The ships, both wooden, sail-powered freight vessels, were utilized in the everyday transportation of items, and were carrying slate and coal on their last trips. While ships of this kind would have been a frequent sight in the mid to late 19th century, really few make it through, according to Ken Hamilton, national listing advisor for Historic England.
Hamilton stated that compared with some shipwrecks the vessels were rather ordinary. “However that is part of their interest. Almost like a vernacular maritime architecture, these would have been really typical in the late 19th century. And there are extremely, very, few of them making it through today.
” They’re both part of among the largest markets in the UK– maritime transport– and there’s actually not quite enduring of that fleet. So these are unusual examples of what was once a really common sight.”
Apart from losing their masts, both ships remained in an excellent state of conservation, he stated. Each had retained its bowsprit, the long wooden spar at the front of the vessel to which foremast ropes would have been connected.
Among the ships, known as GAD23, lies on the notorious Goodwin Sands sandbank off Sandwich, in Kent. A sail-powered collier or coal ship, it was carrying a large consignment of the fuel when it sank, possibly after a collision.
While as lots of as 5,000 damaged sail-powered colliers had been tape-recorded, said Hamilton, the places of only about 25 were understood. Just one other such example was listed.
The other wreck, WA08, rests on the West Barrow sandbank in the Thames estuary, and was found during a regular survey by the Port of London Authority in 2016. Intriguingly, according to Hamilton, the secret ship was bring a large consignment of Cornish roof slates, at a time when the slate industry was controlled by slate from north Wales.

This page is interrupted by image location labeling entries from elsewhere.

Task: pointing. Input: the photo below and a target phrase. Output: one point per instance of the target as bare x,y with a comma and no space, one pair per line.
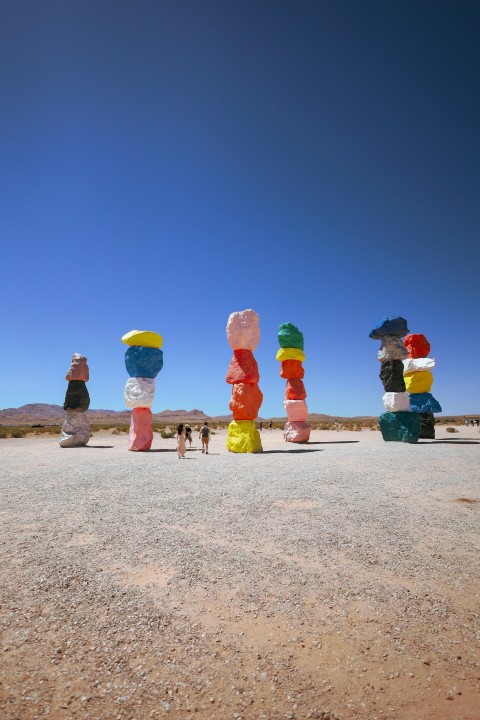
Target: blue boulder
424,402
143,362
390,325
400,427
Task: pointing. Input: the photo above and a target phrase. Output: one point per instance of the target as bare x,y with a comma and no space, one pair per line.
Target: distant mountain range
55,415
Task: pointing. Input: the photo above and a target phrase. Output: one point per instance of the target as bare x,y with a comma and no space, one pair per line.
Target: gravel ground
337,579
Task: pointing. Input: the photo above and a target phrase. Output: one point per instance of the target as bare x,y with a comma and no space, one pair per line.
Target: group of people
184,433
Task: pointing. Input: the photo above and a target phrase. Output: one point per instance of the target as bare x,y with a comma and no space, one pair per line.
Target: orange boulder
295,389
243,368
246,401
292,369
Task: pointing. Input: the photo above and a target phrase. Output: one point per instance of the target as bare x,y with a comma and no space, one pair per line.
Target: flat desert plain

” The reality that this is bring Cornish slate is really odd. And it makes me wonder whether this was an order for a specific building. Had somebody specified Cornish slate? I do not know. However that would be one of the [reasons] we would like to identify this wreck.”
Research study into GAD23 had actually identified three possible prospects that would fit with the ship’s tonnage, location and cargo. These possibilities consisted of the Archimedes, which sank in 1876, the Zia Catherina, which sank in 1878, and the Superior, which sank in 1868, although the latter was a bigger ship making it less most likely. All 3 went down after accidents; and damage to the starboard side of GAD23 recommends it could have suffered the exact same fate.
The addition of both wrecks by the UK government to the nationwide heritage list for England means these ships and their contents are safeguarded in law, and can not be removed in salvage operations.